10. Budgeting & Financial Tools
MoneyLion: MoneyLion’s dashboard includes spending tracking, a financial wellness score, and personalized insights based on your account activity. It’s not a replacement for a dedicated budgeting app, but it gives users a useful snapshot of their financial health and flags areas for improvement. The integration with RoarMoney makes the spending data more accurate than what you’d get from a linked-account tracker.
Earnin: Earnin has no budgeting tools. The app shows your advance history, your current advance balance, and your estimated balance after repayment — and that’s largely it. The simplicity is by design, but users who want any form of financial tracking or budgeting will find nothing inside Earnin to support that. It’s a transactional tool, not a financial management platform.

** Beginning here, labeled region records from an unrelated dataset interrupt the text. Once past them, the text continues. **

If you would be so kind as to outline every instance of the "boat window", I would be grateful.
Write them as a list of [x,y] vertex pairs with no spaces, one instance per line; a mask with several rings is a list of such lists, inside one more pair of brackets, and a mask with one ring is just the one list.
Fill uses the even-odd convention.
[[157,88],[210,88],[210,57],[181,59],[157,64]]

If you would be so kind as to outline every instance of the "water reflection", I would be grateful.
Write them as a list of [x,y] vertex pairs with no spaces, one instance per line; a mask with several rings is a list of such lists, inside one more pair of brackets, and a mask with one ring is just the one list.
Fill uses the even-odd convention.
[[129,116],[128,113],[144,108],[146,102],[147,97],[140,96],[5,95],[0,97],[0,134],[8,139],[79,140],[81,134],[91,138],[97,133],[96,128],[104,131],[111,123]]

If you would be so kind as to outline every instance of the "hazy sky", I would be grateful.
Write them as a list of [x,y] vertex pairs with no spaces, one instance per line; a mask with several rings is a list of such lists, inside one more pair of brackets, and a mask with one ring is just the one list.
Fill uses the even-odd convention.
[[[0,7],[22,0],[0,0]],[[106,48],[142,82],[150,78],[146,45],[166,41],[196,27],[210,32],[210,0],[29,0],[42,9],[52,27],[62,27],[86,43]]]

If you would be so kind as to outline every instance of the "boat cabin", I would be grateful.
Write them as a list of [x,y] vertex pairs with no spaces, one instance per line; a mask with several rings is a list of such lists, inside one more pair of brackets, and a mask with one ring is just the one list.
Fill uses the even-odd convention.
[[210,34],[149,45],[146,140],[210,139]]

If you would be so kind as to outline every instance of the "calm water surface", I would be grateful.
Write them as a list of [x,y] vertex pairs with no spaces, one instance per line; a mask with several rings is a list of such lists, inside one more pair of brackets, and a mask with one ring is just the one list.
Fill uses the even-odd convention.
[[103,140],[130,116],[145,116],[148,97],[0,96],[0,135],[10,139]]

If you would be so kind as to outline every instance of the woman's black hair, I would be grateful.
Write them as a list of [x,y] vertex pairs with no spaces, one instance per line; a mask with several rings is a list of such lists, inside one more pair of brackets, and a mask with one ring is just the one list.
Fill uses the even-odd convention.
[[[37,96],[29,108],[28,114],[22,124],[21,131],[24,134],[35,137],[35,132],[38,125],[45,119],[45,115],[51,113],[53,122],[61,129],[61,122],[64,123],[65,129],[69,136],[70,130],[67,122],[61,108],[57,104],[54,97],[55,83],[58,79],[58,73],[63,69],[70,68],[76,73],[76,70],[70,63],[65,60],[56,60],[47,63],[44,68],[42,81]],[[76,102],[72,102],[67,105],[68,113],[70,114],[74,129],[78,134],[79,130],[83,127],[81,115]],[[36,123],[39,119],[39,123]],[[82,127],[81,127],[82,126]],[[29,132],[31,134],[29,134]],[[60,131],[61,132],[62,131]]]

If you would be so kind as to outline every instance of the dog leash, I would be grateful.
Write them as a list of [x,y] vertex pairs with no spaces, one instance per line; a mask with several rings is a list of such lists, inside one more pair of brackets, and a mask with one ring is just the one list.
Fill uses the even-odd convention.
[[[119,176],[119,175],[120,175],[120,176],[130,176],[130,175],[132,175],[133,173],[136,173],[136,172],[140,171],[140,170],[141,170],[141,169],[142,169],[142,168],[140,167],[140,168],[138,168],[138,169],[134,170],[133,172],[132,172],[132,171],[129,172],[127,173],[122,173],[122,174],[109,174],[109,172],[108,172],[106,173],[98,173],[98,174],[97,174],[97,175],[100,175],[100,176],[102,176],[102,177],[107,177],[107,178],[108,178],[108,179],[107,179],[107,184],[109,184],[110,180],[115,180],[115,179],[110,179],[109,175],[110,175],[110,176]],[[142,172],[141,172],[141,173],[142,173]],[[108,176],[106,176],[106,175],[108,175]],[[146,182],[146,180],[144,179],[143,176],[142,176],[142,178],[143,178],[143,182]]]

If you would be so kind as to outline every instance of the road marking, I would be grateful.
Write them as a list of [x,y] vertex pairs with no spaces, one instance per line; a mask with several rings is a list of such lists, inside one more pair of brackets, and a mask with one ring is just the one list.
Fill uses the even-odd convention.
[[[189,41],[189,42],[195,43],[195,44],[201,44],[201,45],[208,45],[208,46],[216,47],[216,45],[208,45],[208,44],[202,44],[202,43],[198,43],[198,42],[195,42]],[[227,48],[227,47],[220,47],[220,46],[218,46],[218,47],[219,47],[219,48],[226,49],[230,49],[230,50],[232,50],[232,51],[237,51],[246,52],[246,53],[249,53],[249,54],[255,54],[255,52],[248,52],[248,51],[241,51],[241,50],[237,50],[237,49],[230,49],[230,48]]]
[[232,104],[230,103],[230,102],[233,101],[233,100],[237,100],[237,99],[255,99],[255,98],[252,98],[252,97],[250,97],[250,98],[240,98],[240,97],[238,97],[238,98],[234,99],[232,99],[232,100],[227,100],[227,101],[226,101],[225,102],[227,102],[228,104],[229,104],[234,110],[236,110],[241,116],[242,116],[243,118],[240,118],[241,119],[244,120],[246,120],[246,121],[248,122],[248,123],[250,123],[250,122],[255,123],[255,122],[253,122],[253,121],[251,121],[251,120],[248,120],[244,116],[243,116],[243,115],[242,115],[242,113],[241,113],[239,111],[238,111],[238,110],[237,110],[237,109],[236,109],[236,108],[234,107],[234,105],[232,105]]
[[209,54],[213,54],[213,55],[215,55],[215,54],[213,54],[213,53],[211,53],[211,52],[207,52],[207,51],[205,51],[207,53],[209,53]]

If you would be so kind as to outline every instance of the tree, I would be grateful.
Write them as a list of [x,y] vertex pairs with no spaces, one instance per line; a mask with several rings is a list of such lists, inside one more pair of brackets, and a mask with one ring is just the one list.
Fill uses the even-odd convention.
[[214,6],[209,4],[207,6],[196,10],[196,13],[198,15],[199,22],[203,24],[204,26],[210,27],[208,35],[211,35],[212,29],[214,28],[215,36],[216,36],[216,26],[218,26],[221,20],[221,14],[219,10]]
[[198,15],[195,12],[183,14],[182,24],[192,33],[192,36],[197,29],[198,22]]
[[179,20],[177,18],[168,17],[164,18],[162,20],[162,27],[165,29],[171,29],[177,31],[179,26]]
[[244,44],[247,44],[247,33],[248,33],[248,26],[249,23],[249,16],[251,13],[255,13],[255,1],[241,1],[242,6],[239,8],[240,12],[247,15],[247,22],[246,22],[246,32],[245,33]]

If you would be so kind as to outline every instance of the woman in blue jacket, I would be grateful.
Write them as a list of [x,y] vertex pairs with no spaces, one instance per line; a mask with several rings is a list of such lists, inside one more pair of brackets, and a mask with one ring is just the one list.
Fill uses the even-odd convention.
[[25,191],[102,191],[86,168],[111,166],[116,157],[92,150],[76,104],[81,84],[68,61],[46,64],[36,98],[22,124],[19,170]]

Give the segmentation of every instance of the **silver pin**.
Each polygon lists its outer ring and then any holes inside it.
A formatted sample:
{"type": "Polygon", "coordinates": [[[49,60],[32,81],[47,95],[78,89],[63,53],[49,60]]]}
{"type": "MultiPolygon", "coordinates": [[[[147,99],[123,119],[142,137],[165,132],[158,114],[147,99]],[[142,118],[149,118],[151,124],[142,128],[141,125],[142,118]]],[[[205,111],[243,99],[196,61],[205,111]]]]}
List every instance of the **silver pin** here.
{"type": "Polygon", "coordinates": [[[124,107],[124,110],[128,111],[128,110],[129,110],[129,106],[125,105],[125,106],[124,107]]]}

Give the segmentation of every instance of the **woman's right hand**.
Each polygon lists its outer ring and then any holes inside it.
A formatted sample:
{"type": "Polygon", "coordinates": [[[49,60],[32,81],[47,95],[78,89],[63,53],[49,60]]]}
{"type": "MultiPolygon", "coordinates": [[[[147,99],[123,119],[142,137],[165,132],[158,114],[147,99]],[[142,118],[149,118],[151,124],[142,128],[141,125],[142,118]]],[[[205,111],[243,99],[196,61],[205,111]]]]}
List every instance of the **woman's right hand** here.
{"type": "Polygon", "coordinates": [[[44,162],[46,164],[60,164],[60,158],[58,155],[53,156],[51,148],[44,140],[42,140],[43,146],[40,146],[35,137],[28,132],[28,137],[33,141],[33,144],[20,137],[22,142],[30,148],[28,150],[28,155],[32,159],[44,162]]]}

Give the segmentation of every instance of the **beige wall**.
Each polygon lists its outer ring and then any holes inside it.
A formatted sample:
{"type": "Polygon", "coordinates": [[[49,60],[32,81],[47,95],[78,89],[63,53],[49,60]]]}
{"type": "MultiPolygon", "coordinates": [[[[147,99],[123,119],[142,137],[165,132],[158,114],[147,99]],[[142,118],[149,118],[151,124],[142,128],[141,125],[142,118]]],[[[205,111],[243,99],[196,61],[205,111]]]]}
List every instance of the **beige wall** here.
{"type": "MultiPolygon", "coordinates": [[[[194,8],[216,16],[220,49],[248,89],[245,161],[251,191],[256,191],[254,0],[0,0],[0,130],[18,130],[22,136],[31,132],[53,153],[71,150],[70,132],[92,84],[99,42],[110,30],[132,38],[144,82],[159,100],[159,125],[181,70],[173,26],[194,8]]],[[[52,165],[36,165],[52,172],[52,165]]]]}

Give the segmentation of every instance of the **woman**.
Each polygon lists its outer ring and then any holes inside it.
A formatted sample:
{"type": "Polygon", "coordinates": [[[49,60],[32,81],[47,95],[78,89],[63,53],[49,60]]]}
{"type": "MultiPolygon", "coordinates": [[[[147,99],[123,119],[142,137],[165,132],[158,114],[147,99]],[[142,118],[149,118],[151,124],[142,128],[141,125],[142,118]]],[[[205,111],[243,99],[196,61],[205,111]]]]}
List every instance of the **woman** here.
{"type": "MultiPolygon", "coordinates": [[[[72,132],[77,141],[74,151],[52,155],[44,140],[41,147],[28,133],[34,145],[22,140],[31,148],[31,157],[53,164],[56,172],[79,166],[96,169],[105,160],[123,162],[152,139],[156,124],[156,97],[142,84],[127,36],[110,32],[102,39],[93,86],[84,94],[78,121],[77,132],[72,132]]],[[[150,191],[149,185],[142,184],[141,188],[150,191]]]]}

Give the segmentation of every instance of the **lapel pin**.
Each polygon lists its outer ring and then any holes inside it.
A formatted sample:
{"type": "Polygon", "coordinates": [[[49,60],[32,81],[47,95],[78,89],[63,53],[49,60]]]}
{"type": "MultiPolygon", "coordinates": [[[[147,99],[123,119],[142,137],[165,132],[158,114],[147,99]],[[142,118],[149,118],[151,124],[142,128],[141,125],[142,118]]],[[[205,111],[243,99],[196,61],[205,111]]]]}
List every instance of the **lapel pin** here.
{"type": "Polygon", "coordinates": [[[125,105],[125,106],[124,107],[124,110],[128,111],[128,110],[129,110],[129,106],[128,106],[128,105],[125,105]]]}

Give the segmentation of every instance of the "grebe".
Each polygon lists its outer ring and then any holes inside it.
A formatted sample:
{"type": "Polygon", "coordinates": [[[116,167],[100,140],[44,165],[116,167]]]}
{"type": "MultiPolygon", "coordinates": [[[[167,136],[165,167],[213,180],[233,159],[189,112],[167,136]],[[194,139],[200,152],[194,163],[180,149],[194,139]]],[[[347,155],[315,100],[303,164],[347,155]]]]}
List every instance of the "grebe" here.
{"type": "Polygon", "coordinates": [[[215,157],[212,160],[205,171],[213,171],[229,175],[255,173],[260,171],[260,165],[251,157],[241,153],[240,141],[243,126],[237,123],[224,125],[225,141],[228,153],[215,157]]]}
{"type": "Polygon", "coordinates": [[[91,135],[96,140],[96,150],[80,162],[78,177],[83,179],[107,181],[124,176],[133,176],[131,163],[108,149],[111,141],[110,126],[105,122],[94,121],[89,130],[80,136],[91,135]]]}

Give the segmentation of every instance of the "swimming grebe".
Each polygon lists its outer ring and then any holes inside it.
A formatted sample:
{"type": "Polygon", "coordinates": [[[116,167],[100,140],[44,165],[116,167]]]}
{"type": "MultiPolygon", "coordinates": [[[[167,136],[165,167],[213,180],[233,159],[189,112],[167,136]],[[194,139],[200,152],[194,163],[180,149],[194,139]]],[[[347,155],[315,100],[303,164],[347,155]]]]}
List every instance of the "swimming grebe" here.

11. Eligibility & Requirements
MoneyLion: MoneyLion requires a linked bank account with at least 60 days of history and regular deposits to qualify for Instacash. No credit check is needed. For Credit Builder Plus, there’s a soft credit pull but no minimum credit score requirement. The platform is broadly accessible but does require more account setup than Earnin before you can use it fully.
Earnin: Earnin requires proof of employment — either via GPS confirmation that you’re at a recurring workplace, or a digital timesheet from your employer. You must have a consistent pay schedule and a bank account where your direct deposit lands. Hourly workers and salaried employees both qualify, but gig workers and freelancers with irregular income often do not. This is the most significant eligibility limitation Earnin has.
12. App Experience & Ratings
MoneyLion: MoneyLion’s app is rated 4.7 stars on the App Store, with users generally praising the breadth of features. The interface can feel busy given how many products are packed into one app, and new users sometimes need time to understand which features require a paid tier. Overall, it’s a well-built app that gets better the more features you use.
Earnin: Earnin also holds a 4.7-star rating on the App Store. The app is extremely streamlined — there are very few screens to navigate, and the advance process is fast once your account is set up. Users consistently praise the simplicity and reliability of the advance delivery. The main complaints center on the earned wage access tracking (GPS) occasionally failing to confirm work hours correctly.
13. Customer Support
MoneyLion: MoneyLion offers in-app chat and email support. There’s no phone option, which can be frustrating when an urgent issue arises — such as an advance not arriving on time or an account problem before a weekend. Response quality via chat is generally good, but wait times can vary during peak usage periods.
Earnin: Earnin’s support is available through in-app chat and email. The support experience is most commonly flagged in reviews around GPS tracking errors and advance eligibility disputes, which require back-and-forth to resolve. Like MoneyLion, there’s no phone support. The Help Center is detailed and resolves many common questions before needing to contact support directly.
14. Final Verdict — Who Should Use Which
Choose MoneyLion if you want a complete financial platform — banking, cash advances, investing, credit building, and score monitoring — all in one app. MoneyLion makes sense if you want to actively work on your credit score while also having access to advances when needed. The $19.99/month cost is worth it if you’re using the credit builder loan consistently.
Choose Earnin if you’re employed with a regular paycheck, want access to your earned wages before payday with no fees or subscriptions, and need a simple tool that doesn’t change your banking setup. Earnin’s $750 advance ceiling and $0 mandatory fee structure make it one of the most cost-effective advance apps — as long as you meet the employment verification requirements. If you just need a clean, no-frills bridge between paychecks, Earnin is hard to beat.